Monday, December 6, 2010

A Fishy Love Story, Part 2


Aircraft Charter Service flight from Oregon to Alaska in 1937: $50

Making your boyfriend’s day: Priceless


This continues the story from Part 1 about the Great Depression Era lovebirds R.W.M. (most likely Ralph Marlyn), working in Southeast Alaska, and Marjorie “Midge” Miller, vacationing Hood River, Oregon. Unlike Ralph’s first letter that has four handwritten sides of paper, his second has two one-sided typed pages on new business stationary. It was dated July 18, 1937, stamped by the Ketchikan post office at 2 PM the following day, and mailed to Route 3, Hood River, Oregon. Ralph’s greeting might have been a private joke, another mystery needing to be solved:

Dearest, darling Midge, & G.O.T. Jury

After updating her on his father (a nail two inches into his foot!) and the weather (raining and windy), Ralph apologizes for not carrying out her orders regarding cherries she sent for friends in a timely manner. He talks about being lonesome for her, continuing with the kind of teasing sentiment found in the first letter, but it’s possible that he was just plain bored, feeling trapped on the island.
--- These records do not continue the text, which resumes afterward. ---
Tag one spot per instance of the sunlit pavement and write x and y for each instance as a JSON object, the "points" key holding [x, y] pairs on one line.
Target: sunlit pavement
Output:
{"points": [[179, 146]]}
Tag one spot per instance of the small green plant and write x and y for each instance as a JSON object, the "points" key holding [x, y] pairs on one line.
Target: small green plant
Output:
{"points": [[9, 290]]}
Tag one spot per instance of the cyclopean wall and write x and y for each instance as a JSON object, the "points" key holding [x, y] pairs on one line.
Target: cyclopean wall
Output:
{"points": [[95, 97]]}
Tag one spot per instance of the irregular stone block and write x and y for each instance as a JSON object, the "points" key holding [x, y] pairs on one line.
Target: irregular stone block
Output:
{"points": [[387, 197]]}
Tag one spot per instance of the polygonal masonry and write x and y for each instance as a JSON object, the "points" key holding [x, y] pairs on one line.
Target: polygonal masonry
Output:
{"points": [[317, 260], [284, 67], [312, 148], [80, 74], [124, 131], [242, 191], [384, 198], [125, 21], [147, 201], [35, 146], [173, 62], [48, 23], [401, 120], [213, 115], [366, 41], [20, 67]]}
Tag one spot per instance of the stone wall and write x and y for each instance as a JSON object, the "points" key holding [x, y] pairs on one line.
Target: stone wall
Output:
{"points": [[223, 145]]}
A week before, Ralph had expressed remorse about not being able to explore and go mountain climbing as friends had done, but he finally got a break from the cannery. This letter mentions fishing on “Ward’s Lake creek” (most likely Wards Lake, Ketchikan) with someone named Dick Borch, during which he successfully caught “at least a dozen steelheads [rainbow trout] and had the thrill of my fishing career.”

There are two little hints about the economic climate before the storm: The purpose of Ralph’s typed letter on business paper was to show off his logo designs for “The Marlyn Fish Company, Inc.” and the “Berg Packing Company.” J.E. Berg was manager of Ralph’s father’s company, which had branches in Tacoma, Washington and Petersburg, Juneau, and Sitka, Alaska. As the United States heads into the 1937 Recession, Ralph believes that his father is optimistic about future business, evident by him printing enough stationary “to last us a dozen years.”

Sensing a lost opportunity to make money, Ralph regrets not purchasing a boat that spring:

[M]y share of the boats [sic] earnings would by now have been about half the cost of the boat, and the chances of earning a lot through the cannery season are considerable.

As we shall see later from Ralph’s letters, making such a purchase in expectation of a good salmon season would’ve been disastrous. These love letters hold a bit of cultural and economic information that I hope may prove to be valuable to historical researchers someday.